Studies meeting our selection criteria covered three pharmacotherapies [varenicline, nicotine replacement therapy (NRT) and bupropion] and placebo. Power functions provided the best fit (R > 0.99, BIC < 17.0) to continuous abstinence curves from the target quit date in all cases except for varenicline, where a logarithmic function described the curve best (R = 0.99, BIC = 21.2). At 52 weeks, abstinence rates were 22.5% (23.0% modelled) for varenicline, 16.7% (16.0% modelled) for bupropion, 13.0% (12.4% modelled) for NRT and 8.3% (8.9% modelled) for placebo. For varenicline, bupropion, NRT and placebo, respectively, 55.9, 65.0, 62.3 and 56.5% of participants who were abstinent at the end of treatment were still abstinent at 52 weeks.
Mean continuous abstinence rates up to 52 weeks from initiation of smoking cessation attempts in clinical trials can be modelled using simple power functions for placebo, nicotine replacement therapy and bupropion and a logarithmic function for varenicline. This allows accurate prediction of abstinence rates from any time point to any other time point up to 52 weeks.
能够指定戒烟尝试中随时间连续戒烟的功能,这在理论和实践上都是有用的。本研究旨在找到最佳拟合模型,以衡量不同戒烟药物治疗至戒烟日期后 52 周的平均持续戒烟率。
我们检索了 Cochrane 系统评价数据库,以确定辅助戒烟的药物治疗随机对照试验(RCT)。为了可比性,我们选择了提供 12 周治疗的试验。从试验中提取每个治疗在每个随访点的连续戒烟率以及试验的方法学细节。在每个随访点,对每种药物治疗的数据点进行了汇总,只要参与研究的总人数至少为 1000 人/数据点。使用从戒烟日期到 52 周随访的一系列不同函数对连续戒烟曲线进行建模。使用 R 和贝叶斯信息准则(BIC)比较模型的拟合度。
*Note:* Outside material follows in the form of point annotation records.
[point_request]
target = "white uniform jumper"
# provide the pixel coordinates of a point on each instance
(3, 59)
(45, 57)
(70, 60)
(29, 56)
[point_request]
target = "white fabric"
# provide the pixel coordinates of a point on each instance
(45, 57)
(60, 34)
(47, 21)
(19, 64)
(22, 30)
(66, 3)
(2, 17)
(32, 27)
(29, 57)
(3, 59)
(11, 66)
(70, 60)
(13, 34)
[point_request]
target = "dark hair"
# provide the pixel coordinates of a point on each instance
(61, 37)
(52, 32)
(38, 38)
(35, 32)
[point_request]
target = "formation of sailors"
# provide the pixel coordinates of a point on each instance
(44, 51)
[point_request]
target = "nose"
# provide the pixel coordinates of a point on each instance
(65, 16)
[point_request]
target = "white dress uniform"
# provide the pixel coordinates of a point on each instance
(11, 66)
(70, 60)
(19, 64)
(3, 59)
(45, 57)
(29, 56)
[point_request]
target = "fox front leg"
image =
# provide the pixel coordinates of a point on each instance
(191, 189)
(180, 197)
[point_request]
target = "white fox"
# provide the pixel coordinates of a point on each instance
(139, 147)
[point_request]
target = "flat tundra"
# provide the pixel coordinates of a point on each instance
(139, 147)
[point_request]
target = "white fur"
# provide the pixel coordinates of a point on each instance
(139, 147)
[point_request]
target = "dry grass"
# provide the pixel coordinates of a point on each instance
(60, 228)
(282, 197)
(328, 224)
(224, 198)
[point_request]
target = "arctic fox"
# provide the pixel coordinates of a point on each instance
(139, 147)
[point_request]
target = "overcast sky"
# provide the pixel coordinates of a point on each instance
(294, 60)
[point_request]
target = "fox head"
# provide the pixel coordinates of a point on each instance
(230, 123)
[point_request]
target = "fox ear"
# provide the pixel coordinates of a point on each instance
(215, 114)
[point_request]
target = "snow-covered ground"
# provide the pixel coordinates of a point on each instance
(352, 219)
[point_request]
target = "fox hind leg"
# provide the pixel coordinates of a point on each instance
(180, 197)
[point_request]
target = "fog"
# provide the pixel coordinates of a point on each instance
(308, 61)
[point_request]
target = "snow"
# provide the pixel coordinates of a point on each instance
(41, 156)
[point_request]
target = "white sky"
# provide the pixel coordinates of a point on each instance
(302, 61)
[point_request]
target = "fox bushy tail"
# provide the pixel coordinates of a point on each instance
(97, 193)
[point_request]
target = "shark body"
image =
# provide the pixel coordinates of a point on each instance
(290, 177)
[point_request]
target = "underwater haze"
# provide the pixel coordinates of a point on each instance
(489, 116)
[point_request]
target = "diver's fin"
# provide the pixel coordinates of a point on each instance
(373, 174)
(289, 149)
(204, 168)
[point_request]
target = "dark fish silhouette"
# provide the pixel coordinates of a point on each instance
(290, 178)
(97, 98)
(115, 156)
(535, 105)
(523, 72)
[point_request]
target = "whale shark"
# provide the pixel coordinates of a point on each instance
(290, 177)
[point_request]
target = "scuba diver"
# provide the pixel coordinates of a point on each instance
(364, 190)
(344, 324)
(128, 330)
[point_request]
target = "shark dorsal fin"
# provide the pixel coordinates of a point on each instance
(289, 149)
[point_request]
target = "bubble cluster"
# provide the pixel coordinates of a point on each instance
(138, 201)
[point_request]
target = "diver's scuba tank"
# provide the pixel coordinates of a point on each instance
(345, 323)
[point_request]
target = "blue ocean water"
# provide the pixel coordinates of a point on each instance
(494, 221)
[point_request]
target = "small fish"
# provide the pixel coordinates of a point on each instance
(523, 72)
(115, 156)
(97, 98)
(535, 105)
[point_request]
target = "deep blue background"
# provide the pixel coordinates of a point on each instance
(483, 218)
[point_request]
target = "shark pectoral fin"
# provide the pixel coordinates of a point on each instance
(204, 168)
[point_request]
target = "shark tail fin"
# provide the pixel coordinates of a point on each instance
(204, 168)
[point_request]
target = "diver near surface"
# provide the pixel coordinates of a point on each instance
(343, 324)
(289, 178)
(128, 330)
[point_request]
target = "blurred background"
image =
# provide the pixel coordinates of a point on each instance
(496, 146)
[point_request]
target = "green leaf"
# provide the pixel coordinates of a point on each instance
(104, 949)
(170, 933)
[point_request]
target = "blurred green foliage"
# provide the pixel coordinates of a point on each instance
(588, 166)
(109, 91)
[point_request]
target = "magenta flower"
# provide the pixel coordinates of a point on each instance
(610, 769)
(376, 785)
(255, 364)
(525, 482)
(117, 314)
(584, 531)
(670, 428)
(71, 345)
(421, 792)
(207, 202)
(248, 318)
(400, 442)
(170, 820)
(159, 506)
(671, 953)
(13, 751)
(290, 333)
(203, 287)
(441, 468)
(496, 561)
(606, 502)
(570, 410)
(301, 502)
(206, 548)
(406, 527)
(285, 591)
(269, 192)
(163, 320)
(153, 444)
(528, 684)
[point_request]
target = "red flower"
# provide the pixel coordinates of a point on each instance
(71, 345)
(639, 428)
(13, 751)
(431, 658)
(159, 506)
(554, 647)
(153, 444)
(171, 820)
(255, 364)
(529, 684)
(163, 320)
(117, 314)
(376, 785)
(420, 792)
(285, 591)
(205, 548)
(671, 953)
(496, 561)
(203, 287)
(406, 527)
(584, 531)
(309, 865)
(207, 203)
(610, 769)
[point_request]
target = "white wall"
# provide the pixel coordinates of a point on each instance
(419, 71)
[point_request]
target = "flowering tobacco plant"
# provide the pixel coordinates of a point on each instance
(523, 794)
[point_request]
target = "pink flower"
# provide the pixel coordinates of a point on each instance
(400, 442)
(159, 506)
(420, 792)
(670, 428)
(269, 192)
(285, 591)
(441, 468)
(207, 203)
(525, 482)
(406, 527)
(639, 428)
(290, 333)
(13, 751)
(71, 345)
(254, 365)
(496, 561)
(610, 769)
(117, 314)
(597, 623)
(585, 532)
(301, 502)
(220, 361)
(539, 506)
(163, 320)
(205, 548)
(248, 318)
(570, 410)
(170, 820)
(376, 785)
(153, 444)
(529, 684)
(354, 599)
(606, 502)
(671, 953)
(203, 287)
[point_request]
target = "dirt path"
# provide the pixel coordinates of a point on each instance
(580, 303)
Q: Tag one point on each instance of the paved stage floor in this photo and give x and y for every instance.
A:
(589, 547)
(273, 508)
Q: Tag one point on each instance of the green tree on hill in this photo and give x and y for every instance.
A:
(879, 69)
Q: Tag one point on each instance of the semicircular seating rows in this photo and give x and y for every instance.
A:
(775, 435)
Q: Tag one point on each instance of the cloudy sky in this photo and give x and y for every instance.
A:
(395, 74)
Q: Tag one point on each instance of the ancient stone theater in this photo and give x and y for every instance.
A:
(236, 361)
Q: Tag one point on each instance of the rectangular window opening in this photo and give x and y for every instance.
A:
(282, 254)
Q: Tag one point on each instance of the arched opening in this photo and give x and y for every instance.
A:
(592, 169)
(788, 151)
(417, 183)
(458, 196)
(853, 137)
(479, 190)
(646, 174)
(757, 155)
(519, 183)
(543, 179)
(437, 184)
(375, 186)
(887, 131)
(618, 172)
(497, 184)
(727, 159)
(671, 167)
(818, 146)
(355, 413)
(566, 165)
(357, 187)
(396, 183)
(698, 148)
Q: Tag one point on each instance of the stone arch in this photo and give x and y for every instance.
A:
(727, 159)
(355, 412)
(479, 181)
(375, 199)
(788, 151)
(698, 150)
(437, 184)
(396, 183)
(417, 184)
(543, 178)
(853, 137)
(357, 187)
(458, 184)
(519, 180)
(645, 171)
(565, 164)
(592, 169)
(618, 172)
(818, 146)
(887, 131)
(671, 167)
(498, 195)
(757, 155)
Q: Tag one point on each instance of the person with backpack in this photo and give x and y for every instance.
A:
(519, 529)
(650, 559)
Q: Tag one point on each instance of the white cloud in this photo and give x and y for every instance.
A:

符合我们选择标准的研究涵盖了三种药物治疗方法[伐尼克兰、尼古丁替代疗法(NRT)和安非他酮]和安慰剂。除了伐尼克兰,幂函数在所有情况下都能提供最佳拟合(R>0.99,BIC<17.0),对数函数能最好地描述从目标戒烟日期开始的连续戒烟曲线(R=0.99,BIC=21.2)。在 52 周时,戒烟率分别为:伐尼克兰 22.5%(23.0%建模),安非他酮 16.7%(16.0%建模),NRT 13.0%(12.4%建模),安慰剂 8.3%(8.9%建模)。分别为,在治疗结束时持续戒烟的参与者中,有 55.9%、65.0%、62.3%和 56.5%的参与者在 52 周时仍在戒烟。
临床试验中,从戒烟开始至 52 周,使用简单的幂函数对安慰剂、尼古丁替代疗法和安非他酮进行建模,对数函数对伐尼克兰进行建模,可以模拟平均持续戒烟率。这允许从任何时间点准确预测到 52 周的戒烟率。